Bir anlamda ruhsal sağaltımına ilişkin farkındalık ve eğitim sağlamaktır. Doktor tarafından yapılan psikiyatrik tedaviye davranışsal ve ruhsal olarak ta yarar sağlayıcı özelliktedir. Çünkü ilaç tedavisi süren, psikolojik tedavi gören danışanlar ilaçların yanı sıra terapi alabilmektedirler. Bu iyileşme sürecinin daha rahat, kontrollü ve kısa olmasını destekleyici niteliktedir. Danışanın Hekimi ile işbirliği içerisinde davranışçı tedavi yöntemleri kullanılmaktadır. İlaçlarını bırakmışsa yeniden başlaması, kontrolü ve tedavisini sürdürmesi doğru yoldur ve desteklenmektedir.
An’da olmak an’ı yaşamak kavramlarına da özen gösterilmelidir. İşyerinde, ailede sükûnet, geçmişiyle yaşamamak ve şimdiki zamanla mutlu olmak aslında duygu ve düşüncelerde dengeli olmak açısından önemlidir.
Başka bir deyişle; kendi yaşam akışına hâkim olmak. Geçmişindeki hatalarını da kabul ederek bugünü keyifle geçirmek. Geçmişe bakarken bugünü kaçırmamak. Gelecek kaygılarıyla bugünü yok etmemek. Terapötik süreçte birey ve bazen ailenin birkaç üyesi veya bütünü bu konulara dair perspektif ediniyor.

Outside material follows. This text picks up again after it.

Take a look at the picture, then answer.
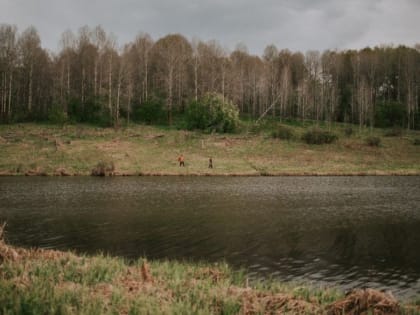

Gerek yaşam koçluğu gerekse psikoterapi seanslarına her cinsiyetten ve yaştan insan katılabilmektedir. Farklı kişilik yapılarından kaynaklanan sorunlar, aile içi iletişim, sosyal ilişkilerde uyum/uyumsuzluk gibi konular ele alınabilmektedir. Eşler gelebiliyor. Bazen de çocuk ve baba çatışma odaklı çalışma talep edebiliyor. Çatışma kimler arasındaysa onlarla bir arada çalışmak süreci kısaltıyor. Birinin olmaması halinde empati süreci daha zorlanılarak elde ediliyor. Cinsiyet genel olarak budur denilemediği gibi özellikle bu yaş aralığı da denilememektedir. Konu ve sorun odaklı çalışmalar her yaş grubuyla yaş dönemi özellikleri dikkate alınarak çalışılabiliyor.